9 A.D.2d 98 | N.Y. App. Div. | 1959

Per Curiam.

This is an action for annulment on the ground of fraud. Defendant counterclaimed for a separation. The plaintiff claims to have been induced to marry the defendant *99by her representation that she was pregnant; that such representation was false, and when he discovered its falsity, he immediately, left the defendant and ceased to cohabit with her. It is undisputed that there had been prior sexual relations between the parties.

The trial court found as a fact that the plaintiff was induced to marry the defendant by reason of her representation of pregnancy and her assertion that she was too old to submit to a third operation. The court concluded in light of the testimony adduced at the trial, that equity should refuse relief. Annulment was denied the plaintiff, but a separation was granted the defendant.

"While it is true that from time to time, language has been used in certain New York cases which lends support to the clean hands doctrine (Tait v. Tait, 3 Misc. 218; Cole v. Cole, 268 App. Div. 564), in our view the rule laid down in Di Lorenzo v. Di Lorenzo (174 N. Y. 467) still represents the law of this State. In Di Lorenzo, an action for annulment, there was a material misrepresentation of a fact. Defendant falsely represented that plaintiff was the parent of a child exhibited to him. Plaintiff believed the representation and, as a result, plaintiff was induced to marry the defendant. The court pointed out that despite the considerations which affected the institution of marriage, and the family relation, ‘ our law considers marriage in no other light than as a civil contract ” (p. 472). A contract of marriage is not excepted from the general rule that contracts may be vacated when the assent of the party to the contract was the result of fraud. And our statute expressly provides that an action may be maintained for the annulment of a marriage on the ground ‘1 that the consent of one of the parties thereto was obtained by fraud ” subject to the limitation that it shall not he annulled for fraud “if it appears that, at any time before the commencement thereof, the parties voluntarily cohabited as husband and wife, with a full knowledge of the facts constituting the fraud” ( emphasis supplied). (Civ. Prac. Act, § 1139.)

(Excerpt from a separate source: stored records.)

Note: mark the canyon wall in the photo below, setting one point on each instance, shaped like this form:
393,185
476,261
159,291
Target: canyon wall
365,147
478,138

Prior sexual relations between the parties are not alone sufficient ground for denying a remedy because the representation complained of could only be persuasive if such were the fact.

We are aware that some jurisdictions adopt a contrary view (Foss v. Foss, 12 Allen [94 Mass.] 26, in which the Massachusetts rule is well set forth), but the motive impelling marriage where there is a representation of pregnancy, is the desire to right a wrong, or to share a burden or assume a responsibility for a *100condition jointly created. Absent pregnancy, if there is no voluntary cohabitation thereafter with full knowledge of the facts, there is little reason for a variation of the law.

The cases cited by the respondent (Levy v. Levy, 309 Mass. 230; Behr v. Behr, 181 Md. 422), have no application here. In the Levy case, there was no pregnancy. Annulment was denied because the court found the representations were not such as to deceive the ordinary prudent man and therefore, there was no fraud.

In the Behr case {supra), where annulment was sought because of a claim of premarital unchastity with another, there was in fact a pregnancy. In denying relief the court found there was a condonation by the husband of any prenuptial incontinence on the part of the wife. It is noteworthy that the court there termed marriage a civil contract and not a sacrament, though required to be solemnized by a religious ceremony (p. 426). Presumably, then, fraud in the inducement may vitiate the contract. (See discussion in 55 C. J. S., Marriage, p. 867, § 34, subd. b, par. [2].)

While the court herein made the flat assertion during trial that the defendant was pregnant, its finding of fact that whether defendant did or did not submit to an operation for an abortion after marriage, as claimed by defendant, is immaterial, seems to leave the fact somewhat debatable. The testimony on pregnancy leaves much to be desired and is inconclusive.

On the record, there is insufficient to support the determination denying the annulment and granting the separation. However, the court is of the opinion in light of certain findings and conclusions, as weighed by testimony in the case, that in the interests of justice, a new trial should be ordered. We point out that the defendant cannot simply assert pregnancies and abortions, then on cross-examination cloak herself in a mantle of invulnerability and retire to a citadel of silence because of an expressed desire to protect the participants either in the finding of pregnancy, or in the performance of the alleged abortions.

The judgment should be reversed on the law, on the facts and in the exercise of discretion and a new trial ordered, without costs to either party.

Breitel, J. P., Rabin, M. M. Frank, Valente and Stevens, JJ., concur.

Judgment unanimously reversed on the law and on the facts, and in the exercise of discretion, and a new trial ordered, without costs to either party.